Problem to Be Addressed: There has been a documented increase in the number of individuals born with autism spectrum disorder (ASD). The rise in incidence is not merely a consequence of better ascertainment of neuropsychiatric disorders. Because of this increase and because of data suggesting that ASD begins in utero, we have asked whether the maternal immune system might contribute to ASD. In particular, we have questioned whether maternal brain-reactive antibodies passing through the placenta might potentially perturb fetal brain development. We have generated monoclonal brain-reactive antibodies from blood cells of women with a child with ASD. We now propose to determine if these alter brain development in fetal mice and if we can demonstrate particular ASD characteristics associated with each antibody.
Innovation: Most studies of the cause of ASD have focused on genetics. Our approach posits that some women possess brain-reactive antibodies that can perturb normal fetal brain development. While the brain is normally not exposed to circulating antibodies because of the presence of a barrier between the blood and the brain that does not allow antibodies access to the brain, the developing fetal brain does not yet have such a competent barrier. The novelty of our approach is not only to look at maternal antibody, but to isolate and clone those antibodies that can be studied individually to see which alter brain development. We now have a large panel of these antibodies, which represents a unique resource.

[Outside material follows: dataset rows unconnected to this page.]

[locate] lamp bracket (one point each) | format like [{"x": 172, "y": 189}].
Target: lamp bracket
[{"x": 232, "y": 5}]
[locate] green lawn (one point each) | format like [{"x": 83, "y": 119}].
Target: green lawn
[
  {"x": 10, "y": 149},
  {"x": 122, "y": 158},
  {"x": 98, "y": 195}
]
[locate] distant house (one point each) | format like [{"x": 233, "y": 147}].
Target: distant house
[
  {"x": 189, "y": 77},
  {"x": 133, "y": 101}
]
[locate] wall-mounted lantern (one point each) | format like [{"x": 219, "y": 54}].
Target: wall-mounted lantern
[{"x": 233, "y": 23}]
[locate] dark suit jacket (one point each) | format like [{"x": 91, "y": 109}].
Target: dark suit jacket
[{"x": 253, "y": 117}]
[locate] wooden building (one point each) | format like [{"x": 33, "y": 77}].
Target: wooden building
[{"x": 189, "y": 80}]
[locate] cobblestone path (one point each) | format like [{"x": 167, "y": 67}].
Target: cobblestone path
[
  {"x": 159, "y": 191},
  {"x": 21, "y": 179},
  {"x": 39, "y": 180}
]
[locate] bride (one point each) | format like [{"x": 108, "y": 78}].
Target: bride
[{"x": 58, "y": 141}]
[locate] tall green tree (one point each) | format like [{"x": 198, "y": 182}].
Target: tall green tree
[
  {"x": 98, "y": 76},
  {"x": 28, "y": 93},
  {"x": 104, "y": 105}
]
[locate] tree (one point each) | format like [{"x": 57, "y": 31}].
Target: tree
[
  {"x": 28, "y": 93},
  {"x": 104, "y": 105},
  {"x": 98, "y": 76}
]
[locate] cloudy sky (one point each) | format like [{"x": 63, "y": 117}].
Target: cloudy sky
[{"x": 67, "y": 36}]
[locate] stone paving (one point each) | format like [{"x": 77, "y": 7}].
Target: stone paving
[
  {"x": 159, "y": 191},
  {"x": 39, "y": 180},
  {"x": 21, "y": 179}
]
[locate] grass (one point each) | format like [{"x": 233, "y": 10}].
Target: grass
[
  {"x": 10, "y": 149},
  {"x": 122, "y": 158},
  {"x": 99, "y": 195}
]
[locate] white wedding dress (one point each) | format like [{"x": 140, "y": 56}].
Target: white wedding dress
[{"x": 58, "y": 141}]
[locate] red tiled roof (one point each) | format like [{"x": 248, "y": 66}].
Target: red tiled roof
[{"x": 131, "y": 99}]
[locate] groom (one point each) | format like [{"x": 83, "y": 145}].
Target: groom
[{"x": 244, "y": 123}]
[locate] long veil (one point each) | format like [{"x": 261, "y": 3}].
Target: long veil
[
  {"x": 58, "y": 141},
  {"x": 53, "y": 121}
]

Impact: These studies are designed to help identify pregnancies with an increased risk for an ASD child and to learn how pathogenic anti-brain antibodies alter fetal brain development. The studies address two areas of interest in the Autism Research Program. They will contribute to "understanding factors underlying the heterogeneity of clinical expression" of ASD, since particular maternal brain-reactive antibodies may contribute to specific phenotypic manifestations in the offspring. These studies will also contribute to the "validation of new or existing therapeutic targets" since the data we obtain may also provide clues to the pathways that can be targeted not only by antibody, but also by genetics or by toxins or other brain insults to give rise to a child with ASD. Because they will identify pathways of neuronal development that are impaired by antibody, they may suggest therapeutic as well as prevention strategies, based on neutralizing antibody during pregnancy or elimination pathogenic.